The SURVEYLOGISTIC Procedure

Model Specification

Response Level Ordering

Response level ordering is important because, by default, PROC SURVEYLOGISTIC models the probabilities of response levels with lower Ordered Values. Ordered Values, displayed in the "Response Profile" table, are assigned to response levels in ascending sorted order. That is, the lowest response level is assigned Ordered Value 1, the next lowest is assigned Ordered Value 2, and so on. For example, if your response variable Y takes values in $\{ 1,\ldots ,D+1\} $, then the functions of the response probabilities modeled with the cumulative model are

\[ \mbox{logit}(\Pr (Y\le i | \mb{x})), i=1,\ldots ,D \]

and for the generalized logit model they are

\[ \log \left(\frac{\Pr (Y=i | \mb{x})}{\Pr (Y=D+1 | \mb{x})}\right), i=1,\ldots ,D \]

where the highest Ordered Value $Y=D+1$ is the reference level. You can change these default functions by specifying the EVENT= , REF= , DESCENDING , or ORDER= response variable options in the MODEL statement.

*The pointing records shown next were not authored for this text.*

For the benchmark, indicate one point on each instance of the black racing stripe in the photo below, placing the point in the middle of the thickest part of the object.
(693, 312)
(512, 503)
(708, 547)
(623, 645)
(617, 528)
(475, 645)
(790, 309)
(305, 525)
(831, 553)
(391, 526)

For binary response data with event and nonevent categories, the procedure models the function

\[ \mbox{logit}(p) = \log \left(\frac{p}{1-p}\right) \]

where p is the probability of the response level assigned to Ordered Value 1 in the "Response Profiles" table. Since

\[ \mbox{logit}(p) = -\mbox{logit}(1-p) \]

the effect of reversing the order of the two response levels is to change the signs of $\alpha $ and $\bbeta $ in the model $\mbox{logit}(p) = \alpha + \mb{x}\bbeta $.

If your event category has a higher Ordered Value than the nonevent category, the procedure models the nonevent probability. You can use response variable options to model the event probability. For example, suppose the binary response variable Y takes the values 1 and 0 for event and nonevent, respectively, and Exposure is the explanatory variable. By default, the procedure assigns Ordered Value 1 to response level Y=0, and Ordered Value 2 to response level Y=1. Therefore, the procedure models the probability of the nonevent (Ordered Value=1) category. To model the event probability, you can do the following:

  • Explicitly state which response level is to be modeled by using the response variable option EVENT= in the MODEL statement:

    model Y(event='1') = Exposure;
    
  • Specify the response variable option DESCENDING in the MODEL statement:

    model Y(descending)=Exposure;
    
  • Specify the response variable option REF= in the MODEL statement as the nonevent category for the response variable. This option is most useful when you are fitting a generalized logit model.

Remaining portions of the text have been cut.